Chapter 8 of 18 · 3955 words · ~20 min read

Part 8

Three days later saw the entire family transported to Toul and safely installed in a temporary barracks provided by Prefect Mirman. It was a big, bare, uncomfortable, insanitary affair, and it seemed as if all the young ragamuffins of France had been collected there in one sorry regiment. The story of Marthe might serve as a type for most. But there were some whose histories, written in their small peaked faces and sullen gaze, had a more sinister cast; some had lost an eye; some had lost a hand; some had lost parents; and most of them had lost their childhood gayety. Gathered up from miles along the frontier where the artillery fire was hottest, out of dank, dirty cellars or unspeakably foul dugouts and caves, living without air, baths, change of garments or the simplest sanitary arrangements, they were a dismal, pallid, vermin-infested, scarecrow little crew--and yet they were the budding hope of France, as nobody knew better than the prefect.

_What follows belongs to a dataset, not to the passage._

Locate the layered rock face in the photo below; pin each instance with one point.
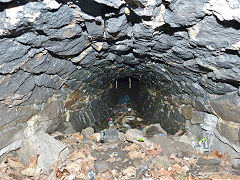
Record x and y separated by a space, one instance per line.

But what to do with them after he had got them together? It was a sore question. For what these small unfortunates needed beyond everything were baths, doctors, nurses, teachers, someone to teach them to smile again--and always more and more baths. Out of the three hundred and fifty, twenty-one were babies under one year; many of them had contagious skin diseases; a few had tuberculosis; and all, sick and well, were crowded together without discrimination.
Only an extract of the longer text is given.